Balanço de aniversário

Gosto de aniversários. Para mim as rugas são a geografia da vida e um dos seus mais belos atlas. Com os quarenta e três a abrirem-se em fade in posso dar-me ao luxo de perder tempo. E ganhá-lo de outra forma. A meio da vida faz-se a contabilidade dos ontens e questionam-se os amanhãs. O luxo dos meus amanhãs será viajar mais, ler mais, doar-me mais.
Exijo passar pela vida e não que ela passe por mim. Impossible is Nothing.

Quando me debruço à varanda do ano vejo dias luminosos – os dezoito anos da minha filha mais velha, que, como num passe de mágica deixou de ser tão pequena, tão frágil, tão confiante no meu poder ilusório de mãe – outros que desafiaram a rosa dos ventos, me desalisaram a rotina, e o dia mais triste da minha vida, aquele em que o meu pai partiu.
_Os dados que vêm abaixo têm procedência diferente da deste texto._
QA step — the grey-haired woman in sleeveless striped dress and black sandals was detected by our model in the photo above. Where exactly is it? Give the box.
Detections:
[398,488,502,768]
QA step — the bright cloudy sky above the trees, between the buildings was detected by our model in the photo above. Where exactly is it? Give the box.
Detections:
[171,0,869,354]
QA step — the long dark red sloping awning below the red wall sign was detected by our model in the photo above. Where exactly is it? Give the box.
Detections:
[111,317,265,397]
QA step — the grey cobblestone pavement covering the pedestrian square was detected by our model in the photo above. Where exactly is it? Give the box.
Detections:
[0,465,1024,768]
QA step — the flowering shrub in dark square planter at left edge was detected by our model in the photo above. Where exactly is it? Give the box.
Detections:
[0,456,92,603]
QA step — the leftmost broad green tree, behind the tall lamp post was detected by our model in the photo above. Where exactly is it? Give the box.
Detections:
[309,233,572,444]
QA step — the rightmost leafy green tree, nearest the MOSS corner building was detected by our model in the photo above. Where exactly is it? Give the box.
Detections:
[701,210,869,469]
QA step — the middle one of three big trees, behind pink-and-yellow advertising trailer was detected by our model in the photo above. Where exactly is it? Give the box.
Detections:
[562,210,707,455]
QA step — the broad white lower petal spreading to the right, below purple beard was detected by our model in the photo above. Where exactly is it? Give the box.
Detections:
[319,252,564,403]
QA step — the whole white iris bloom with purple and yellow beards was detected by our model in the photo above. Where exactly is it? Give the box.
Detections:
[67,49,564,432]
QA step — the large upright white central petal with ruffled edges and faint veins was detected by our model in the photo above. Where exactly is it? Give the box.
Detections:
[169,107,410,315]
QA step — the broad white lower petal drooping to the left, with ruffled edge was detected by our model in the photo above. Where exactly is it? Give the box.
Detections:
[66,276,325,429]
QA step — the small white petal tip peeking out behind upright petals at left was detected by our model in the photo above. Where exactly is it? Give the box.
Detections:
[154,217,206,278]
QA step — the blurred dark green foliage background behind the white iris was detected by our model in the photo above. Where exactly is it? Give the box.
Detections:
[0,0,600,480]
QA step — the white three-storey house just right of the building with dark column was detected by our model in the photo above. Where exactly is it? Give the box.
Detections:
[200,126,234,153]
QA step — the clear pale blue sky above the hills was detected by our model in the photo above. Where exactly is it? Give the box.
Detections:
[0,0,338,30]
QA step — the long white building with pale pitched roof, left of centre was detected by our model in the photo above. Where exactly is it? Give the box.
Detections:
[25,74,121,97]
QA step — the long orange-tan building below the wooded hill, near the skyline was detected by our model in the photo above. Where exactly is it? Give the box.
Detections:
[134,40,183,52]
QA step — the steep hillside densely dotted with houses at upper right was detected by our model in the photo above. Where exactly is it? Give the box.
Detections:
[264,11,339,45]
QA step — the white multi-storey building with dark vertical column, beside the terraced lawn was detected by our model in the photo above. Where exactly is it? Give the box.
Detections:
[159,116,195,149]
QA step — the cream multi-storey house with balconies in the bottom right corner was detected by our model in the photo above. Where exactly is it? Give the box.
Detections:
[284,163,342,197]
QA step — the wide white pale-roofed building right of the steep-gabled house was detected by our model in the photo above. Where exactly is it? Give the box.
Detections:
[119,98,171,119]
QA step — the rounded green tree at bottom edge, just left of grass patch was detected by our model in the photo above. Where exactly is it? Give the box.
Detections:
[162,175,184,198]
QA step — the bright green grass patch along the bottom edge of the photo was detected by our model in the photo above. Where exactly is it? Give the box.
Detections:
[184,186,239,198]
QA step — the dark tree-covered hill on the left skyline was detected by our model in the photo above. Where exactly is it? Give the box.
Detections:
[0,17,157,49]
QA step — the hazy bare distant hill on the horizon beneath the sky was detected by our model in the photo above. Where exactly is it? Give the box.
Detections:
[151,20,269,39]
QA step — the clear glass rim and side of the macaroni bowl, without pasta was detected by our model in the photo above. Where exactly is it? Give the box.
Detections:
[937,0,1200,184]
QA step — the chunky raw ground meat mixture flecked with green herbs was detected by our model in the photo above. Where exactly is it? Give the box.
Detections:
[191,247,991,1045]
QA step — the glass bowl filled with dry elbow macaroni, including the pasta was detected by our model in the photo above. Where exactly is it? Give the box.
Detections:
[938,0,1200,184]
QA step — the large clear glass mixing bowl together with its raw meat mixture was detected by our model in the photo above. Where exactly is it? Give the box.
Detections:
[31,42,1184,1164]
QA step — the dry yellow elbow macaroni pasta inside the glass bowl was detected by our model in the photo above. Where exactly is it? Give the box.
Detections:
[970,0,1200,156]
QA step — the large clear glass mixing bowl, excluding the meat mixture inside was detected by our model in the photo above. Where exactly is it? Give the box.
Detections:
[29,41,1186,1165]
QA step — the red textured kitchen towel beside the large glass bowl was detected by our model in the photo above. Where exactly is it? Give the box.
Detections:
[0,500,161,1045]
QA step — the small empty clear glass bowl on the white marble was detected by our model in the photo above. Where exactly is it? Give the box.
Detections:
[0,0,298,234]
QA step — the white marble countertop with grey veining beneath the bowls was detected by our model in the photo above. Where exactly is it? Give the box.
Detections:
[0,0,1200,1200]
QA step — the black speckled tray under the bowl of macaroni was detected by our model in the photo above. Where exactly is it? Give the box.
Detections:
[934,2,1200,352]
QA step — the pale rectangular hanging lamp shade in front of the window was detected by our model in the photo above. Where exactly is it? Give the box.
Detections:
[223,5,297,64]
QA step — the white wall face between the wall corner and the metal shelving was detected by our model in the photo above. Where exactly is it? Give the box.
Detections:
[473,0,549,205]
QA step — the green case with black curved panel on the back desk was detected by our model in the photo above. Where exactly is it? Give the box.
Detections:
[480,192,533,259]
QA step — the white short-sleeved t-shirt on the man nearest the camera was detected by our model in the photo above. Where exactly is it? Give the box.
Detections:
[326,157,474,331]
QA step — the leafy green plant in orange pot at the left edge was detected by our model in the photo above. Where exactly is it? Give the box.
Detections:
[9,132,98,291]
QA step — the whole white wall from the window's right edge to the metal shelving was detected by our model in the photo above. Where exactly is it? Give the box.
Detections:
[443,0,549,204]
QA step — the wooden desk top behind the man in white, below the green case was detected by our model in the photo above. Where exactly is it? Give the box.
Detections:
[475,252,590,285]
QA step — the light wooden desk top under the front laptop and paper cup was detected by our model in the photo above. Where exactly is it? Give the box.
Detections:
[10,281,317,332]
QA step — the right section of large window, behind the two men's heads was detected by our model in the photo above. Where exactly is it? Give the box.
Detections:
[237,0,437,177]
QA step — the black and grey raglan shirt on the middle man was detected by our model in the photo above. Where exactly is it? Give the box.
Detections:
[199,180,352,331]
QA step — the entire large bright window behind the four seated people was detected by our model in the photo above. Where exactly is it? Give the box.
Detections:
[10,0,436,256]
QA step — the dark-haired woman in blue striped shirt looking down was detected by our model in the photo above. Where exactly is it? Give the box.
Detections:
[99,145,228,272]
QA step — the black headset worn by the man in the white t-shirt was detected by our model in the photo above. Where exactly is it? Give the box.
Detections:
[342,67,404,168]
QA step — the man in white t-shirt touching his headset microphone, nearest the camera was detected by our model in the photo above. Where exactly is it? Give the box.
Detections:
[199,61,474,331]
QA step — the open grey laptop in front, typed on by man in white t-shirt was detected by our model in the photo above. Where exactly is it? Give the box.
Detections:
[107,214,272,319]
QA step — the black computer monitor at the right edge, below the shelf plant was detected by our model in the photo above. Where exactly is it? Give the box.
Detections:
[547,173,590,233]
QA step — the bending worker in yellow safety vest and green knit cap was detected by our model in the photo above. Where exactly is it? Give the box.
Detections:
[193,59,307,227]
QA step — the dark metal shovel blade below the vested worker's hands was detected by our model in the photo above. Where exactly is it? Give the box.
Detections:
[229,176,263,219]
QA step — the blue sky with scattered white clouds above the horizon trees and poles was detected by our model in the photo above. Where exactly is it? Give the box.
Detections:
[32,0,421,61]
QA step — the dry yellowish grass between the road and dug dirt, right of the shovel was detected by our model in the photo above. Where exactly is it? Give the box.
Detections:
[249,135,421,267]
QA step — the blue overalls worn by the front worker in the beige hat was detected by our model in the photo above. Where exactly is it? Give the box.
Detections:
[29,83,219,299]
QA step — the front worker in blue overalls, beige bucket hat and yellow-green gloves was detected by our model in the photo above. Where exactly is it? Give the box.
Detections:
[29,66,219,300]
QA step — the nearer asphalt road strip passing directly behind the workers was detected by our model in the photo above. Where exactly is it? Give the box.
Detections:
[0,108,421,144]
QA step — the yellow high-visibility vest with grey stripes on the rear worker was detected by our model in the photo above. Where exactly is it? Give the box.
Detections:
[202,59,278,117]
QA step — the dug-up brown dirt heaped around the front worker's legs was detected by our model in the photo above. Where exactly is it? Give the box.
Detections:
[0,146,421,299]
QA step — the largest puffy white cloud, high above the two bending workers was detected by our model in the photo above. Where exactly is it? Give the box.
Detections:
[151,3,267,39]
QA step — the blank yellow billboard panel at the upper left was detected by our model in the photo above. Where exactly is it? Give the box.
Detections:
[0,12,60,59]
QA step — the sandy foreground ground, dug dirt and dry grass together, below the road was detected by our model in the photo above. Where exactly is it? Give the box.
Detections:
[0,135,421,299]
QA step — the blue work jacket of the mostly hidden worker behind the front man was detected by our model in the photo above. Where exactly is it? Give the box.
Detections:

E perdi-o sem nunca o ter tido, há muitos anos que a Guiné mo raptou, e sem nunca ter conseguido ultrapassar o muro do seu silêncio.

Neste ano de vida tive pude visitar vários continentes, dormir no coração da Amazónia como hóspede de uma tribo indígena, acampar em África para observar elefantes, abraçar projectos fascinantes, passar toda a Copa no Brasil, fazer amigos, reencontrar outros. Os novos e os de sempre instalaram-se nos recantos da minha vida, habitam todos dentro de mim. Mesmo os que decepcionaram, me traíram ou que eu desiludi. Nunca as palavras serão bastantes para lhes agradecer os sorrisos cúmplices, as noites passadas a conversar, os conselhos, o carinho, os cappuccinos e brigadeiros compartilhados, as mensagens no Facebook. O mimo e o amor. Os meus amigos colocam tudo em perspectiva e a gratidão é um dos mais nobres sentimentos, daqueles que nunca passa de moda.

Também os leitores fiéis deste blog, alguns dos quais se tornaram meus amigos reais outros virtuais, fizeram destes 365 dias, dias mais leves. “No fim tu hás-de ver que as coisas mais leves são as únicas/que o vento não conseguiu levar:/um estribilho antigo/um carinho no momento preciso/o folhear de um livro de poemas/o cheiro que tinha um dia o próprio vento…”

E não preciso de escrever o que a minha família significa: somos lua e maré.

Uma vez em Maputo entregaram-me na rua um cartão. Tinha escrito “somos a solução para os teus problemas”. Really? Continuei a ler. Na minha mão um certo “Prof.” maltratava a gramática portuguesa e colocava nesse pedaço de papel as dimensões da vida. Curava “despesas do coração”, prometia um “kamasutra” diário em vez de afectos distraídos, resolvia “problemas de dinheiro”, solucionava “problemas com mulheres”. Ergui prontamente a sobrancelha, como solucionar o insolucionável? Ironia à parte, a solução para os nossos problemas somos nós e aquilo que damos.
A vida será sempre pouca. E eu ainda sou uma miúda, de quarenta e três anos, à espreitar pela escotilha e com curiosidade de saborear o mundo. Já vos disse que adoro fazer anos?